Eine überdimensionierte Ausstellungsinszenierung schiebt sich in den Wohnraum, den Stefanie Pasterkamp auf der Berner Bühne mit grossen beweglichen Elementen andeutet. Auf suggestive Weise gelingt die Verwandlung zur Traumbühne des zweiten Aktes zu einem der grossartigen Tongemälden der Oper, dem Glockengeläut zugleich real und als Modell für Harmonie, Farbe und Rhythmus zugrunde liegt. Das Berner Symphonieorchester meistert hier wie überhaupt unter der Leitung von Srboljub Dinic seine enorm vielschichtige und anspruchsvolle Aufgabe imponierend. Man glaubt mitzuvollziehen, wie dem jungen Komponisten alles nur so zugeflogen zu sein schien, die üppige Harmonik der Spätromantiker, die Koloristik der Impressionisten, die expressive Melodik der Veristen und auch das süffige Operettenlied.

Süsses Gift

Dass das grossartige Stück selten aufgeführt wird, hat mit den Ansprüchen an das Orchester und die Protagonisten auf der Bühne zu tun. In der Berner Aufführung machen auch die kleineren Rollen gute Figur, unter ihnen Anja Schlosser als Pauls treue Haushälterin und Gerardo Garciacano als Frank, Pauls Freund und Rivale im Traum, wo sich der Bariton mit könnerischem Schmachten produziert. Beste Karten hat das Stadttheater für das Protagonistenpaar Paul und Marietta. Mit dem Lied «Glück, das mir verblieb» über die Unvergänglichkeit der Liebe träufeln sie das süsseste melodische Gift in die seelische Wunde, um die es in diesem Stück geht.

Aber der berühmte Schlager ist «nur» ein Lied, das in der Oper inszeniert und befragt wird, und den Stimmen wird auch weit weniger Süffiges abverlangt. Der Tenor Niclas Oettermann meistert die emotionalen Extreme seiner Figur in grossen Intervallspannungen und weiten Phrasen mit schönem Klang und voller Vehemenz. Das sucht seinesgleichen, und zum Charakter des sensiblen, in sich verstrickten Menschen passt sein zurückhaltendes Spiel. Um so spannender der Kontrast zu Marietta, der Mardi Byers sängerisch souverän und ostentativ den erotisch exaltierten und extrovertierten Auftritt verschafft, aber auch – und das macht die Figur hier spannend – den leuchtend fernen Klang der Marie sowie den kämpferischen Willen einer jungen Frau, die nicht nur Projektionsfigur sein will und damit Paul provoziert wie eine Nachfahrin Carmens.

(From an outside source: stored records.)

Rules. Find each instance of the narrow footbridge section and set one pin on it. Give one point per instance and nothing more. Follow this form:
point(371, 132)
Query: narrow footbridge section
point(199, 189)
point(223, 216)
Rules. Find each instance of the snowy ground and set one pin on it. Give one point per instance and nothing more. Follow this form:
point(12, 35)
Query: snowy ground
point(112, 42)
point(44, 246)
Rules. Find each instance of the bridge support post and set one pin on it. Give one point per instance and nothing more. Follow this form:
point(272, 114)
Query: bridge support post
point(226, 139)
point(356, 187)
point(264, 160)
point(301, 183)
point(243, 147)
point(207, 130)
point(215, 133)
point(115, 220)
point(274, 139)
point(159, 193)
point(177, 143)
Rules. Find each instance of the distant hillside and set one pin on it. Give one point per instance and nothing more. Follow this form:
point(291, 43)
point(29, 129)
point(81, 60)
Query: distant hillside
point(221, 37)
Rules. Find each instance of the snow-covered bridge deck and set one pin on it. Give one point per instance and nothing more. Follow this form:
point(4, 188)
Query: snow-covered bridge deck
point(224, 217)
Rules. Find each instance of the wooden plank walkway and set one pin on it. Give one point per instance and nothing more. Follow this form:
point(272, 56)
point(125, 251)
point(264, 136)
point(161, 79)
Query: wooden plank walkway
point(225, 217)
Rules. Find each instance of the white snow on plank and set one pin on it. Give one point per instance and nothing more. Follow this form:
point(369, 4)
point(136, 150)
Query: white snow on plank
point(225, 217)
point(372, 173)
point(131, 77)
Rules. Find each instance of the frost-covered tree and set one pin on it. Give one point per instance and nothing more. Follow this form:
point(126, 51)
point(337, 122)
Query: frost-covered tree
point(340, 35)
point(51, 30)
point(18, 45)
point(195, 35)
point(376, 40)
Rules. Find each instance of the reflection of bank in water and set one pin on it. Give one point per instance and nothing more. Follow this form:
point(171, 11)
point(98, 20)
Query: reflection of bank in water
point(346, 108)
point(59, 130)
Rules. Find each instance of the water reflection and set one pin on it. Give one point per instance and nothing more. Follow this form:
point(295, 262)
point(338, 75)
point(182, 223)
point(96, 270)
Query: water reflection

Gabriele Rechs Inszenierung zeigt in der Arbeit mit den Protagonisten ihre besondere Stärken und lässt sie zu prägnantem gestischem Ausdruck der psychischen Konflikte finden und auch für offen Sexuelles und religiöse Kasteiung, wie es sich besonders im dritten Akt bis zur Katastrophe aufschaukelt. Reisserisch gemacht ist das alles aber nicht, auch die Mordszene nicht, die ja gleichzeitig ein Erwachen ist. Die klare Handschrift bewährt sich schön in der Schlussszene: die stille Rückkehr ins Leben, die Auflösung des romantischen Komplexes – «Leben trennt von Tod grausam Machtgebot» – in der letzten Liedstrophe. Ein helles Bild.